Selon les estimations, 10 millions de personnes seraient atteintes de démence dans la Région européenne de l’OMS

L’OMS estime que près de 50 millions de personnes souffrent de démence dans le monde, un chiffre qui devrait augmenter pour atteindre les 75 millions au cours des 10 prochaines années.

Quelque 10 millions de personnes seraient atteintes de démence dans la Région européenne de l’OMS et pourtant, seuls 16 des 53 États membres de la Région ont, à ce jour, élaboré un plan d’action national contre la démence. Certains pays, comme la Bulgarie, la Slovénie et la Tchéquie sont aux prises avec une pénurie d’agents de santé suffisamment formés pour gérer cette maladie, ce qui dénote un niveau de préparation insuffisant pour répondre efficacement à ce défi de santé publique dans la Région.

Des outils et des lignes directrices pour venir en aide aux pays

Pour relever ce défi de santé publique, l’Assemblée mondiale de la santé a adopté le Plan d’action mondial de santé publique contre la démence 2017-2025. Les États membres de l’OMS sont également exhortés à élaborer et à mettre en œuvre leurs propres plans nationaux.

Pour aider les États membres à mettre en œuvre ce plan d’action mondial, l’OMS a élaboré un certain nombre d’outils et de guides techniques. Ceux-ci comprennent, outre l’ouvrage intitulé « Guidelines for risk reduction of cognitive decline and dementia » [Lignes directrices pour la réduction des risques de déclin cognitif et de démence], le guide « Towards a dementia plan » [Pour un plan de lutte contre la démence], qui propose un processus étape par étape permettant aux autorités nationales et aux acteurs concernés de déterminer les besoins, les priorités et un cadre d’action local.

À l’intention des décideurs et des chercheurs, l’OMS a également créé – et héberge – l’Observatoire mondial de la démence, pour faciliter la surveillance et l’échange d’informations entre pays sur les politiques, la prestation de services, l’épidémiologie et la recherche en matière de démence.

Lutter contre la démence dans le contexte du vieillissement de la population

La population de la Région européenne de l’OMS vieillit rapidement ; le nombre de personnes atteintes de démence va donc considérablement augmenter.

Avec 100 000 personnes souffrant d’une forme quelconque de démence, la Bulgarie, par exemple, a l’une des populations les plus âgées de la Région, et l’une de celles qui vieillit le plus rapidement.
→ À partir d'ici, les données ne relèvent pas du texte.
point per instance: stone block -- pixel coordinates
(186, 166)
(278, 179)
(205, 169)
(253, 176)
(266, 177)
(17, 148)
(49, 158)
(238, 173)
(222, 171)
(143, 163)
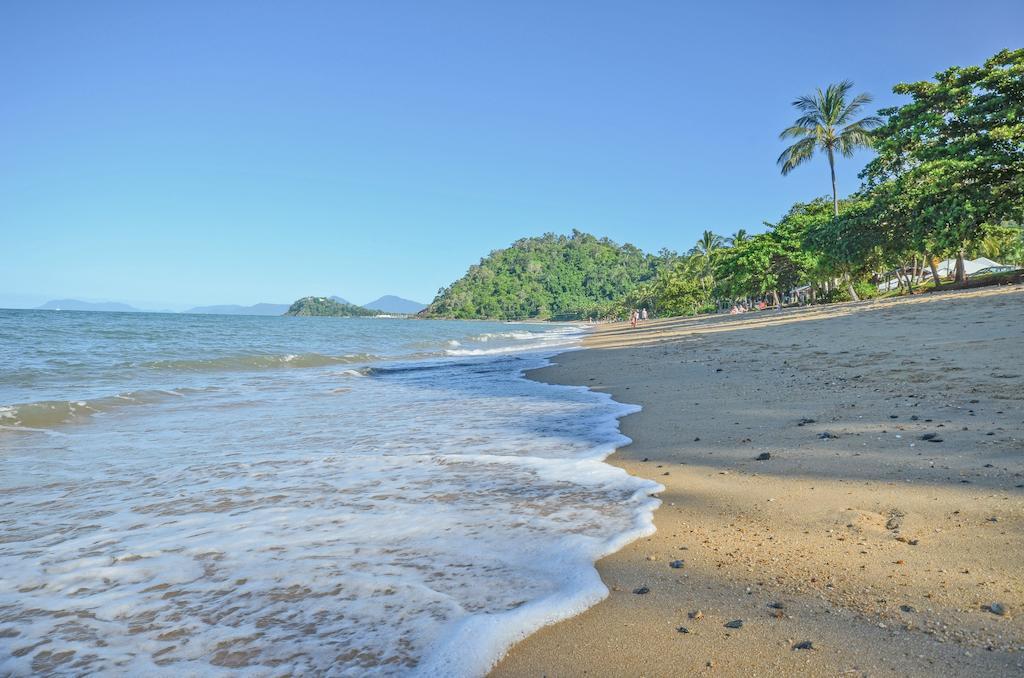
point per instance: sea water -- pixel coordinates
(198, 495)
Bien que ce pays n’ait pas encore adopté de plan national contre la démence, un projet de nouvelle stratégie nationale est à l’étude dans ce domaine. Entre-temps, la Société bulgare de la démence a mis en place des programmes d’éducation et de formation pour les médecins généralistes, afin qu’ils soient mieux à même de diagnostiquer et de traiter la démence plus tôt dans l’évolution de la maladie.

En Tchéquie, un plan d’action national révisé contre la démence est en cours d’élaboration, suivant des éléments clés du guide de l’OMS intitulé « Towards a dementia plan ». Il devrait être lancé cette année encore.

La Slovénie, pour sa part, a lancé en 2016 sa stratégie nationale de lutte contre la démence. Aujourd’hui, elle a bien progressé dans la concrétisation des principaux objectifs et volets de cette stratégie, qui fait intervenir plusieurs secteurs ministériels et acteurs locaux.

La mise en œuvre des plans de lutte contre la démence exige une action intersectorielle concertée et devra inclure l’éducation et la formation continue des médecins généralistes et des autres professionnels de santé, ainsi que la collecte et l’observation continues et améliorées des données.